Kombes Abast menjelaskan bahwa koordinasi intensif telah dilakukan dengan para pimpinan elemen buruh di berbagai daerah di Jatim. Langkah ini penting untuk menjamin bahwa kegiatan peringatan, baik yang berskala besar di Surabaya maupun yang lebih kecil di kabupaten-kabupaten, dapat berlangsung tertib dan kondusif. Pihak kepolisian juga telah menyiapkan skenario pengamanan yang fleksibel, menyesuaikan dengan titik-titik kegiatan yang tersebar. "Jika di wilayah ada elemen buruh yang melakukan perayaan, akan tetap kami kawal dan fasilitasi," tegasnya. Tidak ada daerah yang dikesampingkan, semua mendapat perhatian yang sama.

Meskipun jumlah personel yang akan diterjunkan masih menunggu hasil apel kesiapan, Kombes Abast memastikan bahwa prinsip pelayanan menjadi fondasi utama pengamanan tahun ini.

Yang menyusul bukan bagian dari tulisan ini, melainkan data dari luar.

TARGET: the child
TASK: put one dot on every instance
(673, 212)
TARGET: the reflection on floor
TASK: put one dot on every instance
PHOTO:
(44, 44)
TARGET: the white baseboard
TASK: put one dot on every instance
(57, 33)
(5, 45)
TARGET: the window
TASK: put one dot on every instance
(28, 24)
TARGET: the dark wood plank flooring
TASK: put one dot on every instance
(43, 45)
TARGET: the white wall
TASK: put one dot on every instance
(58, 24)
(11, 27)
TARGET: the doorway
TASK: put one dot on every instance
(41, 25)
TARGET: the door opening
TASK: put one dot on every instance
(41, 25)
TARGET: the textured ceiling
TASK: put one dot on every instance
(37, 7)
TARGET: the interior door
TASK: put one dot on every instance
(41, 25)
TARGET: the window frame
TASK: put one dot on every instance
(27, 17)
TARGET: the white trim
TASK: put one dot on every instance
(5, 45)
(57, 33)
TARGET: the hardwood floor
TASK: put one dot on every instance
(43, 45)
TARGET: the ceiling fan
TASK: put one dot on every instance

Bukan sekadar menjaga agar tidak terjadi kerusuhan, tetapi juga memfasilitasi agar aspirasi buruh dapat tersampaikan dengan aman. Polda Jatim berkomitmen menjaga situasi kamtibmas di seluruh kota dan kabupaten se-Jawa Timur, dari Banyuwangi di timur hingga Pacitan di selatan. Dengan cakupan seluas itu, koordinasi antar satuan wilayah menjadi kunci utama keberhasilan operasi pengamanan kali ini.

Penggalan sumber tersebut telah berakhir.